PROFILE

Andy Posner

Founder & Chief Executive Officer (CEO)

Capital Good Fund

Andy Posner founded Capital Good Fund in February of 2009 while getting his Master of Arts in Environmental Studies at Brown University, where he was studying financing mechanisms for clean energy. After reading Banker to the Poor by Dr. Muhammad Yunus, the ‘Father of Microfinance’ and 2006 Nobel Peace Prize winner, he quickly realized that equitable financial services could unlock the potential of the poor just as they could do the same for clean energy technologies. At the same time, as the financial crisis of 2008 began to unravel the economy and devastate low-income communities, Andy decided to take action. He created Capital Good Fund with an eye toward using financial services to tackle endemic poverty, first in Rhode Island, and then nationwide.

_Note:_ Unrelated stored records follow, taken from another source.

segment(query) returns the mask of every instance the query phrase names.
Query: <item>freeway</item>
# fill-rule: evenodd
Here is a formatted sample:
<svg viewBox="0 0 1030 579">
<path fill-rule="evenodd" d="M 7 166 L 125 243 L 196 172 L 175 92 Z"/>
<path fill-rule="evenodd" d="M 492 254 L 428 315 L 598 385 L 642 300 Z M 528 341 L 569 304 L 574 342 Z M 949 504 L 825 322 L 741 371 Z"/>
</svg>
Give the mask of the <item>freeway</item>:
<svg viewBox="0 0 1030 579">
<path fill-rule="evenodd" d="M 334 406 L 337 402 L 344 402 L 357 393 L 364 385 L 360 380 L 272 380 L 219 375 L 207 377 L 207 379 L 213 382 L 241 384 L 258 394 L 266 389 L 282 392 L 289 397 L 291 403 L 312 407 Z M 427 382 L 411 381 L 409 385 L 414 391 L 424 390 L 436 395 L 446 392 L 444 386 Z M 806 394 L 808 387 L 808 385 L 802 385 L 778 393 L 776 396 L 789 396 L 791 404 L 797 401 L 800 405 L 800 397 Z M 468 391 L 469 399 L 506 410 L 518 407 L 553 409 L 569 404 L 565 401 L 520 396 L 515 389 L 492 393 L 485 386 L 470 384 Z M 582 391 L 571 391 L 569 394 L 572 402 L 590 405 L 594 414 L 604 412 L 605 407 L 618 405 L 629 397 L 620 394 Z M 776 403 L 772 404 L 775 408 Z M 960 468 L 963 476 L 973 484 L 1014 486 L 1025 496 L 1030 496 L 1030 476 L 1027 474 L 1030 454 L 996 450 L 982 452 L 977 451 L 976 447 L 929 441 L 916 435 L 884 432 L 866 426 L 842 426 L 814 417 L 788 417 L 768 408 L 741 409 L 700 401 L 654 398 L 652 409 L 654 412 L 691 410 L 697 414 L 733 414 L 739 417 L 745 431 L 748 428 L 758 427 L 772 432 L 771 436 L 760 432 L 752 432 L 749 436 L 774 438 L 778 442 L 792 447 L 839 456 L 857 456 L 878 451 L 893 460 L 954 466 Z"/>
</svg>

Andy is a firm adherent of Dr Yunus’ dream to put poverty into museums; or, as Andy likes to put it, to put poverty out of business. Andy’s work has been featured in Providence Business News, the Providence Journal, the Providence Phoenix, the Federal Reserve Bank of Boston’s quarterly publication, the Rhode Island Small Business JournalCNN and other print, radio and television media. He is also proud to be the Treasurer of the national Board of Directors of the Credit Builders Alliance, an organization of which Capital Good Fund is a member.

Andy has published his ideas in the Huffington PostTreehugger.com and the Stanford Social Innovation Review, to name a few examples. He was also selected as a 2011 Hitachi Yoshiyama Young Entrepreneur and a 2013 American Express Emerging Innovator (one of 45 globally). When pressed to describe himself, he’ll say that he is a pragmatic idealist who believes that creative business models, advanced data analytics, and a mix of market and mission-centered forces can lead to dramatic social change. When not at work, Andy likes to blog, write poetry, read and bike ride; in fact, in 2005 rode his bicycle 3,800 miles across the United States.